Permettez-moi d’abord de vous dire franchement ce que je pense sur ce qu’on appelle parti démocratique.1 Je ne suis ni Français, ni Espagnol, ni Allemand. Je suis cosmopolite. Je ne suis ni bourgeois ni prolétaire, je suis Républicain-démocrate-socialiste, quoique ce dernier mot ait beaucoup d’élasticité. Je crois donc pouvoir parler librement sans craindre d’être partial. Je commercerai d’abord mes appréciations comme homme politique, puis comme militaire, afin de traiter la dernière déroute d’après les renseignements qui m’ont été donnés.

En Février [1848], qui a perdu la République ? Les philosophes, les peureux, les chefs d’écoles ; ces hommes qui voulaient détruire les institutions corrompues et qui reculaient devant les moyens révolutionnaires ; les avocats qui croyaient qu’avec des paroles on changeait une monarchie en République ; puis, ce qu’il est malheureux pour un Républicain d’avouer, les divisions qui régnaient dans notre parti. Pendant trois ans, qu’ont fait ceux qui, en face du peuple, avaient juré de le défendre et de la rendre heureux ? Ils ont été les tranquilles spectateurs de la constitution déchirée à chaque instant en lambeaux. Au lieu de faire appel à la nation et de défendre la constitution les armes à la main, ils ont préféré le régime parlementaire. Ils ont fait de la conciliation là où il fallait des coups de fusil. Le 13 juin 1849, quelques-uns se sauvèrent sans savoir pourquoi. D’autres plus rusés restèrent à leur poste. Aucun ne donna le signal du combat. Enfin notre montagne a fini par accoucher, non d’une souris, mais d’un Napoléon.

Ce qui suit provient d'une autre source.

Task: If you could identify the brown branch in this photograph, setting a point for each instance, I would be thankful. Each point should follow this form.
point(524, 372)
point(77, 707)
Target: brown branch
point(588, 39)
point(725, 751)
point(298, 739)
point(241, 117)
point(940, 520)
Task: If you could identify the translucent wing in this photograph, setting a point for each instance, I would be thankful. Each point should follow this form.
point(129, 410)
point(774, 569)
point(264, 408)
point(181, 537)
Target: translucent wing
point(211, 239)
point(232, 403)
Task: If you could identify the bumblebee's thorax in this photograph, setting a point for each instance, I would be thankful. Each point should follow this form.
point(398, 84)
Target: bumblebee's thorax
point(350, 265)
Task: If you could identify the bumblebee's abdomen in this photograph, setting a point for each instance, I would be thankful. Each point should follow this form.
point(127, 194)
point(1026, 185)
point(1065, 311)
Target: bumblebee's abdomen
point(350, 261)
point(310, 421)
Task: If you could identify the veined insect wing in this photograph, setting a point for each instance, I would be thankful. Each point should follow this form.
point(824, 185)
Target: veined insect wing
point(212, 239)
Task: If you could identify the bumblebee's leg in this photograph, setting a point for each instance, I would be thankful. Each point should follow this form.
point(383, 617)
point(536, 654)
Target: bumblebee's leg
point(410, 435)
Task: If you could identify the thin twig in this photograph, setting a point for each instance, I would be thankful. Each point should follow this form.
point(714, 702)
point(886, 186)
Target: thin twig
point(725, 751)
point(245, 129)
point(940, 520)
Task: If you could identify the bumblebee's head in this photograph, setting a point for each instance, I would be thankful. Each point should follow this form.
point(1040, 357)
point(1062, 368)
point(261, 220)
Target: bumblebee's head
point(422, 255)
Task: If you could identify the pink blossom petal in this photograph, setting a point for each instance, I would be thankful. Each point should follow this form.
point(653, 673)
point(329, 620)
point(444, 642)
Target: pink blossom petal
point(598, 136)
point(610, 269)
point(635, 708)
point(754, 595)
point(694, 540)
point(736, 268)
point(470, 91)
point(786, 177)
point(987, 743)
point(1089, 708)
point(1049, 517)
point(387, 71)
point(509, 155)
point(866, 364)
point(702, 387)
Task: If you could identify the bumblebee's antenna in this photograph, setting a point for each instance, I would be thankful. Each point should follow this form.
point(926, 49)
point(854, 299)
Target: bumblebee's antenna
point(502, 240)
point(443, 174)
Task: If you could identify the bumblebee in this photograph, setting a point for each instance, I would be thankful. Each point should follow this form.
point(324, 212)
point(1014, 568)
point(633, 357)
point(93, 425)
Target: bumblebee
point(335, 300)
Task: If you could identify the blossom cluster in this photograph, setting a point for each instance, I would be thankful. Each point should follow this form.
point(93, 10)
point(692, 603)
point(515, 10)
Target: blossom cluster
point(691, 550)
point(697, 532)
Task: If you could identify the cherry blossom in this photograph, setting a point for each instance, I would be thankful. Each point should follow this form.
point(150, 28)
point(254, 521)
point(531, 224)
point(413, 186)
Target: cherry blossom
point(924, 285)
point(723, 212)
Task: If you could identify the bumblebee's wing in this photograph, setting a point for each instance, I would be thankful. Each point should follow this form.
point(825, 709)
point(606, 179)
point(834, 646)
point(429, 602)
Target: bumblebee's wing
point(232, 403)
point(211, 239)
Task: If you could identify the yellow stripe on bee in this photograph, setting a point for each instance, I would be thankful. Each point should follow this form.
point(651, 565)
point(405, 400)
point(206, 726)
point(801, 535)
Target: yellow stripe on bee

Depuis trois ans le peuple souffert, et nos chers Montagnards touchaient 25 francs par jour. Peut-être avaient-ils le désir de résister le 2 Décembre [1851]. Mais il leur manquait du cœur, du talent et surtout de la foi. Ce qui est triste à dire, ils ont été plus lâches que certains réactionnaires. Vous voyez aujourd’hui tel ou tel montagnard vire tranquillement à Paris, et pendant que les soldats sont en prison ou exilés, certains chefs jouissent de la plus parfaite sécurité. Que voulez-vous répondre devant de pareilles énormités ? Enfin la dernière marée a jeté de nouvelles discords sur les plages étrangères. A Londres, désunion. En Belgique, désunion. En Suisse, en Espagne, désunion. C’est vraiment pitoyable à voir que cette retraite pêle-mêle. C’est à qui blâmera les autres. Ce ne sont que reproches et récriminations. Vous ne voyez que découragement. Parlez de reformer un corps sérieux. On vous regarde avec des yeux ébahis et on prend la fuite.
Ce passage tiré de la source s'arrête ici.